Ginger Stache: It is so beautiful the way God does these things and puts them together for us. And even the fact that you had so many choices to make. When God began speaking to you about giving up that scholarship, that was, as you said, "Your Savior," it's what you were looking for to get you out of this situation. And yet, you were able to be obedient. I mean, so many people wouldn't be able to get past that. You know, because what has been so important to you in the past, and the way that you saw life, the way things looked to you, everything that we do is shaped by our past. And so, for God to be able to get through all that, and get through all those layers and all those lies, truly, it's astounding. So, we have a lot more to talk about how all of this works for all of us, really, for everyone, and more with Meredith's story. But right now, we're gonna check in with what God's word says, and what joyce is sharing right now, about the past being a magnet and how to reverse that pull.

Joyce Meyer: The past is like a magnet, it keeps trying to draw us back. Do you ever feel like you're, the enemy is trying to draw you back into old habits, amen? Not only do you have to press out of bad things, you gotta press into good things. We'll take peace as an example. I grew up in an atmosphere where there was no peace. To be honest, and I'm not exaggerating, I didn't even know what peace was until I married dave. Everybody in my family was dysfunctional. We didn't know that word back then but they were dysfunctional. Very dysfunctional.

And of course, my father was abusing me. My mother knew it, was too frightened to do anything about it. My brother went in the marines when he was 17, and he came out addicted to drugs, and ultimately, ended up ending his own life because he just was so miserable and couldn't seem to get free. And he was a guy that wouldn't press. He wouldn't press through things. He wanted everybody to do everything for him. We took him into our home for, he lived with us, I think about four years one time. And as long as you said, "Get up and go to work," he'd get up and go to work, but if you didn't wake him up he'd lay there and not go to work. And you can't,you gotta do stuff for yourself. Don't even always be calling everybody asking them where a certain scripture is, look it up. Do the work. If you do the work then you'll remember where things are. So, you're never gonna have the future that God wants you to have if you think that all you gotta do is just pray for it, and it's just gonna fall in your lap. Some of you have got some amazing things out in front of you. But I can tell you, the greater that God wants to use you, the more the enemy will come against you.


Ginger Stache: I think that's why "Battlefield of the mind" was so important in your situation, because if we don't do what the Bible says, if we don't renew our mind and replace those lies and those thoughts with the truth of God's word, we do keep just swinging right back to what we know, to what we've seen, even though it was terrible. And did you ever feel like, "This is my destiny"? Like, "This has been my, this has been my family's past.

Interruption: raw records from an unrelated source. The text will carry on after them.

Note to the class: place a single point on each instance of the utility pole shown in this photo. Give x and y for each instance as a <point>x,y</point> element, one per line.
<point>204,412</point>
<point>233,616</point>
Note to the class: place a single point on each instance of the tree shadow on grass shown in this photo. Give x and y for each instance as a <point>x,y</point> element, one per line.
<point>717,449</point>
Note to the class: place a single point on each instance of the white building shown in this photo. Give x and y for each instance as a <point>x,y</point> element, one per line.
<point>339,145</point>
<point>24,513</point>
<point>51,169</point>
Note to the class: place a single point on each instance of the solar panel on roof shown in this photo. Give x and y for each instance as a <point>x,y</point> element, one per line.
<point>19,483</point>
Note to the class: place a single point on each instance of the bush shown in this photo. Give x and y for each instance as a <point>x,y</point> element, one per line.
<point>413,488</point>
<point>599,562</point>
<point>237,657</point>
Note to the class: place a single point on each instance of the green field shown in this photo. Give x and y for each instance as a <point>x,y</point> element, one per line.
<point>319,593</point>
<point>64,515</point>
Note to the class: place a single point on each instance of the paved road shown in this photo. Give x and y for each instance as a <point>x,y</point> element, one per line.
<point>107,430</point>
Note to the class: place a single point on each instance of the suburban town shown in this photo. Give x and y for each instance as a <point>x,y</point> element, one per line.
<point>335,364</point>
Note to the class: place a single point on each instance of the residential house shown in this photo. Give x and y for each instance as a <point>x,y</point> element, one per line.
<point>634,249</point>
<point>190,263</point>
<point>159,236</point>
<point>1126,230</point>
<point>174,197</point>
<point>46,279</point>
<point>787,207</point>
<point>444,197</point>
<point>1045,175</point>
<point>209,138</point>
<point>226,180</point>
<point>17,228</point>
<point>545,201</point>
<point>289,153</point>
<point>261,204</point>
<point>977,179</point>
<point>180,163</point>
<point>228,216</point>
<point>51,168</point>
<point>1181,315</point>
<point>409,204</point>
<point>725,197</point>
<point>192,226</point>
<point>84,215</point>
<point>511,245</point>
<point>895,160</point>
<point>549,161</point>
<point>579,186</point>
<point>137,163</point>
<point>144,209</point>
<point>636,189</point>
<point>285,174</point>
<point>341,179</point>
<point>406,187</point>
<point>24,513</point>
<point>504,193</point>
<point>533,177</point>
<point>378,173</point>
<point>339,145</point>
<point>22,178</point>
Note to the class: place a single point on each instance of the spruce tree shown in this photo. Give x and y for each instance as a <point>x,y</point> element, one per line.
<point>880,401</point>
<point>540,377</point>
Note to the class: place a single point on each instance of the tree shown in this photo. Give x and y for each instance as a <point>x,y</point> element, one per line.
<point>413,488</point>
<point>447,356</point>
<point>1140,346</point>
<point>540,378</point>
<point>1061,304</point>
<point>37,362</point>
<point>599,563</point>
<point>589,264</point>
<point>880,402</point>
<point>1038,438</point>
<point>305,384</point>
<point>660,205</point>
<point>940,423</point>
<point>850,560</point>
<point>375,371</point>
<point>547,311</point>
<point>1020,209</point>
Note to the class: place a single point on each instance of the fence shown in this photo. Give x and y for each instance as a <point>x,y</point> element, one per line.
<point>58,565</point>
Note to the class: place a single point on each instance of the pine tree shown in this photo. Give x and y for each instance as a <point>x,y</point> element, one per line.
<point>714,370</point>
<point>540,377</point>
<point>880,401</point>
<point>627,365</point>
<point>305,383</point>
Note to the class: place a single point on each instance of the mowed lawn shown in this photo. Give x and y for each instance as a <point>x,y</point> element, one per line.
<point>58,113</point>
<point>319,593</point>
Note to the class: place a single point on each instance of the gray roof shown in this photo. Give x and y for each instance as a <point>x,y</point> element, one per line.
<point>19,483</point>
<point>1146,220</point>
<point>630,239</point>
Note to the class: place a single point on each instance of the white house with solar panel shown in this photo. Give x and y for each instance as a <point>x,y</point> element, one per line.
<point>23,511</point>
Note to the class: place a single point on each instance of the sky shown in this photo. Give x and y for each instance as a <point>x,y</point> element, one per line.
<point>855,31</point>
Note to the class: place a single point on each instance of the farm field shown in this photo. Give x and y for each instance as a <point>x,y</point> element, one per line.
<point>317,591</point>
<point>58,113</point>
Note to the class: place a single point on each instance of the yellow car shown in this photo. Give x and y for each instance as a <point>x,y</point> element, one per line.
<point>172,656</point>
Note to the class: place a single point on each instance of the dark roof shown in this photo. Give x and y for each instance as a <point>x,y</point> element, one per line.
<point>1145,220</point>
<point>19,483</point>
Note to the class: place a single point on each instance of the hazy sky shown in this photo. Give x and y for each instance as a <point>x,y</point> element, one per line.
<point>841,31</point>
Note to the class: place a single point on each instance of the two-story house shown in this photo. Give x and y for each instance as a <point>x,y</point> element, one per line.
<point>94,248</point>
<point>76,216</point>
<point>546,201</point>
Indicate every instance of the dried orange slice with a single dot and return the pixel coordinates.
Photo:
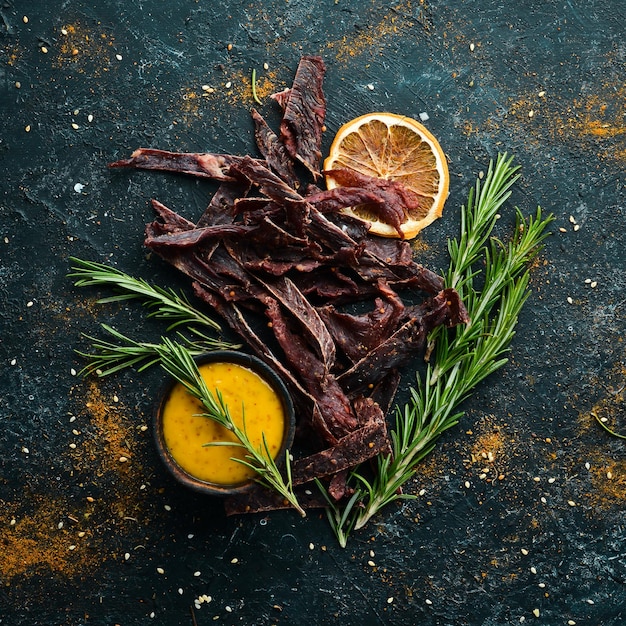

This is where I'll end up, too".

Meredith Brock: Yeah. I mean, my goodness, absolutely. That's what I think propelled me when I, at 17, when I woke up that morning. The reality sat on me that, "Oh, my gosh, I'm gonna be just like them". But I think there's this moment that you have that you can either say, "Okay, well, this is it for me". And give up and acquiesce to what Joyce just said, the magnetic pull of your past. Or you can say, "No, I'm not giving up". Like, "I'm not gonna let this..." and you seek out people or things that are different from you, and that's when God showed up for me. And I could have, at that point, just shrugged it off. Y'all, I could have just said, "No, whatever. I've heard this stuff before. It's lies". But I just, I just wasn't willing to give up and let my past dictate my future. And so, I took that really scary, like, moment of saying, "Okay, I'm gonna try this. I'm not gonna tell anybody else that I'm trying it," you know.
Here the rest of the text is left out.